Londoner wrote:I don't dispute such sentences make sense, it is a question of what would show them to be true or false, that is to say whether they are true only by definition or whether they also make a claim about external reality.Obviously they do make claims about the external reality, don't they? You agreed that "there are cats in Australia" is not simply a definition but it's truth depends on how the world is.
The problem with the geometrical straight line is that it can't exist as any particular example. A line in geometry has length but no width. Nothing in the world of objects can only have one dimension.I doesn't matter if there are lines with no width in reality. Of course geometrical concepts are abstract idealizations, but things in reality can very closely approximate these idealizations.
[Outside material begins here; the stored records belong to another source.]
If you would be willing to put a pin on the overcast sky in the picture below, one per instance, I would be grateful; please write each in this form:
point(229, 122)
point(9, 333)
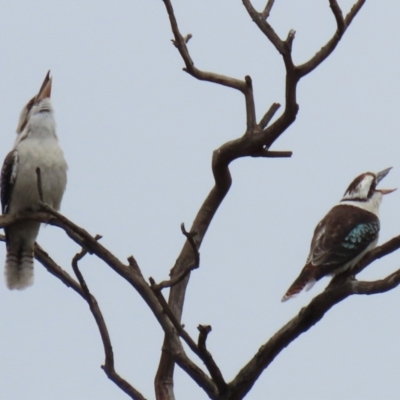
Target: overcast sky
point(138, 135)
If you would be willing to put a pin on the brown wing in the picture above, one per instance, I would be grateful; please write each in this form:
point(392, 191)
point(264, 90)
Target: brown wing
point(8, 177)
point(344, 233)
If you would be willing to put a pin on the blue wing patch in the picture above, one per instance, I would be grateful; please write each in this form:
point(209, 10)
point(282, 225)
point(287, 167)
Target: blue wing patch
point(361, 234)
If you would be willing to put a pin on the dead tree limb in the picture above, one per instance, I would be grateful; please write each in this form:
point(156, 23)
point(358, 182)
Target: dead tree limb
point(255, 142)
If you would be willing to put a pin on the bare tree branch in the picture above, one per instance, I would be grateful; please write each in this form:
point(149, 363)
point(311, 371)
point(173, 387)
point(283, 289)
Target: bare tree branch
point(267, 9)
point(266, 119)
point(108, 366)
point(307, 317)
point(256, 142)
point(326, 50)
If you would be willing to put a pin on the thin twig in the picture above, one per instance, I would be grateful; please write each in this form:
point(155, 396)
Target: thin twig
point(108, 366)
point(179, 277)
point(265, 120)
point(267, 9)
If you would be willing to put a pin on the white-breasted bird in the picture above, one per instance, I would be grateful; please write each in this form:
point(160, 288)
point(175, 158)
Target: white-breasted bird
point(347, 232)
point(36, 146)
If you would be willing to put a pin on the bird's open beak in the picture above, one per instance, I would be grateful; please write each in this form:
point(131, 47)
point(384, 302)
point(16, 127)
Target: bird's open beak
point(379, 177)
point(45, 89)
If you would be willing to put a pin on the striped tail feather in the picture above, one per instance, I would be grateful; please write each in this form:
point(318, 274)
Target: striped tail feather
point(305, 280)
point(19, 269)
If I draw a very accurate triangle on a page then obviously it will exhibit to a very high degree of approximation the properties that geometry says triangles have (the sum of the angles will be close to 180 degrees, Pythagoras's theorem will be true about it etc.). It will be very strange to say that the properties of actual triangles have nothing to do with the properties of triangles described by geometry. The opposite is true: triangles in reality have these properties because they are the necessary properties of any possible triangle, and these properties can be known a priori to hold of any triangle without examining all possible triangles.
And besides, physics also talks about abstract idealization which don't (and also can't) exist in reality (frictionless surfaces, black bodies, closed systems, ideal gasses, perfect inertia etc.), but this of course doesn't prevent physics from telling us true things about the world.
To put it another way, they are the only truth available to us poor doubting philosophers! As I outlined back in post 31, Kant would argue that since these are the only sort of truth available then this is what we should understand as 'synthetic a priori' knowledge, but that is a different understanding to the conventional (?) one. As Spectrum remarks, in our exchange there is confusion because we drift between the two.So you do agree that geometry and mathematics are synthetic a priori? Because earlier you said they are analytic.